Why the way you store our music matters
Im one of those people who have big problems adopting iPuke,,, iTunes I mean =) But recently I´ve come to the conclusion that a flat folder structure scales better than a hierarchical one. One reason is that in a hierarchical structure leads to higher coupling because information about the entities (mp3 files) has been extracted from the actual entity into the file path. For example, to describe a song by Metallica I have to look at the path, \Albums\Rock\Metallica - Enter Sandman.mp3, to know that this file is of the genre "rock" and is created by Metallica with the title "Enter Sandman". And this will lead to complexity as the music collection expands.

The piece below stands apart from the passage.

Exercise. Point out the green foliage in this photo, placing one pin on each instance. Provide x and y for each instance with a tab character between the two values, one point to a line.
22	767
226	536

Compare the previous described hierarchical structure to a flat structure where information about each entity is held together with the entity in the form of metadata (ID3 tag). To scale I don´t have to put new albums that belongs to the genre "Rock" at one pre-specified location. Well this isn´t rocket science but as I gained this insight I also realised that I had to change the way my music archive was organized. Moving from a classic hierarchical model to a flat one. This is the way I changed it:
A hybrid approach
When I designed my archive I primary had two goals in mind: seamless scaling and a design that supports collections created by me.
First I had to make sure my music was properly taged. This was achieved by using the "Auto-tag" feature in Winamp (quering Gracenote DB). Juding by my experience the automatic taging was about 90 percent correct which I find allright.
Even though I probably wound't find much use of correct folder and file names, I decided to name these artificats in a consistent manner. To do this my plan was to extract information from the ID3 tag.
After trying a couple of applications I found MP3tag (
Mp3tag - the universal Tag Editor (ID3v1, ID3v2, APEv2). Great app!
With MP3Tag I was able to create my own actions that worked in batch mode. Using ID3 tag data I could manipulate files in these ways:
- Change folder name to "Artist - Album"
- Change file name to "Track number - Song name"
I also created an action that instead of setting the folder name from ID3 tag data "album" it went the other way around setting the folder name as the album data! This is how I managed to create a logical unit (each had the same album tag) of my own collections.
So now my music archive looks like this:
\albums\
\my Collections\
Wow I almost forgot, you had a question =) Here is what I would have done:
Use winamp auto-tag feature to get all the ID3 tag data (track numbers, artist name, album..). This should probably be enough to solve your problems and if you got inspired by my hybrid folder structure approach, MP3tag is the utility you need. The actions I created wasn´t very hard to create, but just let me know if you need them.